Auf dem langen Weg vom Schöpfer über die Propheten bis hin zu den Gläubigen geht es über die Jahrhunderte zu wie bei der "Stillen Post". Nicht alles, was abgeschickt wurde, kam auch so an, und nicht alles, was zugestellt wurde, hatte den richtigen Absender, von den Sendungen in die andere Richtung ganz zu schweigen. Solche Fehler im Kommunikationssystem zwischen Himmel und Erde beschäftigen bis heute Heerscharen von Religionswissenschaftlern. Den Dichtern, die mit den Worten groß- und freizügiger umgehen, dienten diese Übertragungsfehler seit je als Nahrung für ihre Geschichten, die den ernannten Vertretern Gottes auf Erden wiederum nicht immer behagten.
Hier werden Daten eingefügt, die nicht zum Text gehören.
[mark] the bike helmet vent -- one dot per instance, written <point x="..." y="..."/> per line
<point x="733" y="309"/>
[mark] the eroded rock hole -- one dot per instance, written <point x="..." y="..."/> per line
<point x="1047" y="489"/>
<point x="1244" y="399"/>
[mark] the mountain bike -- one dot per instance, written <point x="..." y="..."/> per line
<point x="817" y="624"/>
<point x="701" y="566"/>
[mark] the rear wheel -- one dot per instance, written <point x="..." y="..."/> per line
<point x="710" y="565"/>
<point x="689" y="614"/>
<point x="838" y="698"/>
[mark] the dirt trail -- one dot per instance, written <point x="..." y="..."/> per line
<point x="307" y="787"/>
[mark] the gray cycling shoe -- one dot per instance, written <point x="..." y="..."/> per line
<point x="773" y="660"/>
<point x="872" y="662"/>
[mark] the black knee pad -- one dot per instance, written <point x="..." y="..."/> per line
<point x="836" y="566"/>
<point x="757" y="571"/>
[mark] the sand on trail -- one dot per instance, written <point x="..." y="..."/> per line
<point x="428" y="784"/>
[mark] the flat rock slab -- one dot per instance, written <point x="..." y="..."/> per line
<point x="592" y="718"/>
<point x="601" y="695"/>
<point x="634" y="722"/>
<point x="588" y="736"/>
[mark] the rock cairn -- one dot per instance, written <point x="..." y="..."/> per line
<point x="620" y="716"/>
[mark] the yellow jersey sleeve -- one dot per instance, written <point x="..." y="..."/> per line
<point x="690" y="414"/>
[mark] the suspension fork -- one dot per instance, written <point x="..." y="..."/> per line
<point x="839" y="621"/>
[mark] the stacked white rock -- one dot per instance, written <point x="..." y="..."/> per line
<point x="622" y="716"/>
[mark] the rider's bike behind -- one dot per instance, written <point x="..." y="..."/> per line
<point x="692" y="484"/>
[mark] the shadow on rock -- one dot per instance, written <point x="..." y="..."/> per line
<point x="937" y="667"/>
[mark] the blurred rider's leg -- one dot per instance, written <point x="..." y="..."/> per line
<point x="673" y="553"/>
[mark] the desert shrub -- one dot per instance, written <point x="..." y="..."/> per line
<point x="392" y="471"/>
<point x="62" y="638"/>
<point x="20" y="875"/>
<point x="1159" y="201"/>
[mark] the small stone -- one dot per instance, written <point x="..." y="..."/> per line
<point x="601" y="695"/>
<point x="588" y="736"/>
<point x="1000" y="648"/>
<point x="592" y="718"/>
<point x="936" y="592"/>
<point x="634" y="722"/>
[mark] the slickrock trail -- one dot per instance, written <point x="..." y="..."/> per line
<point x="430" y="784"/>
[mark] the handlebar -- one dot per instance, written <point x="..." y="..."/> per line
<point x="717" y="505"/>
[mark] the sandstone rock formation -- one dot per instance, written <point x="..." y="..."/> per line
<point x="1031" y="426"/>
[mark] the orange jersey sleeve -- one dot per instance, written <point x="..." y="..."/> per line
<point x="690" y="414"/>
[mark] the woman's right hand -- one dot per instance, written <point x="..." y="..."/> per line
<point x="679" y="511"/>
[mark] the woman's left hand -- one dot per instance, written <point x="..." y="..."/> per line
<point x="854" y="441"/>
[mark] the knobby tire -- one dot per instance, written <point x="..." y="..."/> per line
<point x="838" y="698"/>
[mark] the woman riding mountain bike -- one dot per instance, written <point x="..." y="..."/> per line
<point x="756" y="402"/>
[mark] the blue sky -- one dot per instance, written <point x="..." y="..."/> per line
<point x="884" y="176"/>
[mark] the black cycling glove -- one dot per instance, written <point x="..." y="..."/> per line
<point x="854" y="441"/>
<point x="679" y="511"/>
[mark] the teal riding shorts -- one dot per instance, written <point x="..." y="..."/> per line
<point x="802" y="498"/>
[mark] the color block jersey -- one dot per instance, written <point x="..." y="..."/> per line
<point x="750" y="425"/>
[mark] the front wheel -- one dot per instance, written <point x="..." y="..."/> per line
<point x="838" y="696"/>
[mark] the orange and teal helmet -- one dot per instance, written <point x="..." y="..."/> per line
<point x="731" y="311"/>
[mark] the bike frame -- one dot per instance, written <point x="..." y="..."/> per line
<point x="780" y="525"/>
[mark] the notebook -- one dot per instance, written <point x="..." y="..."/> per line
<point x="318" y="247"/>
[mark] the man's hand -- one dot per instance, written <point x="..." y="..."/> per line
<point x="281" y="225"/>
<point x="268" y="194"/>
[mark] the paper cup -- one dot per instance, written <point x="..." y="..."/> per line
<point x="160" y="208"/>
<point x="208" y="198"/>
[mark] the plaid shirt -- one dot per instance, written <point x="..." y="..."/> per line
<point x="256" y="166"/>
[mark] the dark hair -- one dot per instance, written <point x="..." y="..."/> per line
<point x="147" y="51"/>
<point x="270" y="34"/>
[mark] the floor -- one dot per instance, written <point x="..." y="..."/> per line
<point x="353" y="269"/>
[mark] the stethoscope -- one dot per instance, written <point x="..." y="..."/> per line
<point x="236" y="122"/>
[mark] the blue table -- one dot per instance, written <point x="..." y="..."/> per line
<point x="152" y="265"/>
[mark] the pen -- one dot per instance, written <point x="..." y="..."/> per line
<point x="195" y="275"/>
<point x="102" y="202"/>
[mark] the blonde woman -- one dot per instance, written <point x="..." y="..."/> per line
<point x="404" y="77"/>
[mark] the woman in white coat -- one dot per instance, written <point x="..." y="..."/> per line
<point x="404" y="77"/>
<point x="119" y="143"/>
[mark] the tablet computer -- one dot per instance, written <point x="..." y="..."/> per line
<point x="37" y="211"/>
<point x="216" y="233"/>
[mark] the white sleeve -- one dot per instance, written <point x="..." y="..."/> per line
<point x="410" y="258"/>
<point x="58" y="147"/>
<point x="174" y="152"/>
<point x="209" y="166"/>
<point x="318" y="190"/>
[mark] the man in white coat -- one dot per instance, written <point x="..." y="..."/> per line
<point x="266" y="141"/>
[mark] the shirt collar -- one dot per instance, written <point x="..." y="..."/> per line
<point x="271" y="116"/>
Ob wir ohne Religion auskommen können, sei dahingestellt, unbestritten ist, dass wir ohne die Erzählungen der heiligen Bücher ziemlich arm dran wären. In diesem Sinne ist Nedim Gürsels Roman "Allahs Töchter", 2008 im türkischen Original erschienen, ein wunderbares Buch über den Glauben und ein sehr melancholisches über den Verlust desselben. Dass der seit den siebziger Jahren in Paris türkische Literatur lehrende Autor dafür in seiner Heimat der Blasphemie angeklagt wurde, ist hierzulande nur schwer nachvollziehbar, denn das Buch liest sich ganz und gar nicht als Kritik, sondern eher als eine Hommage an die Wunder des Islams, an seinen ästhetischen Zauber und die Kraft, die Religion verleihen kann.
Nedim Gürsel, der in Sachen Zensur und politischer Verfolgung schon unter der türkischen Militärregierung in den achtziger Jahren einiges einstecken musste und ins Exil ging, weiß sich heute immerhin in bester Gesellschaft, schließlich riefen auch die beiden anderen international bekannten türkischen Autoren Orham Pamuk und die in den Vereinigten Staaten lebende Elif Shafak mit ihren Büchern, die auf den armenischen Genozid anspielten, die türkische Justiz auf den Plan. Dabei wird in "Allahs Töchtern" gar nicht der Koran kritisch hinterfragt, auch nicht das Leben des Propheten, wiewohl einigen Religionshütern schon die Darstellung Mohammeds als Mensch aus Fleisch und Blut missfallen soll, sondern - eher nebenbei - die Usurpierung des Glaubens für politische Zwecke wie Nationalismus und Krieg.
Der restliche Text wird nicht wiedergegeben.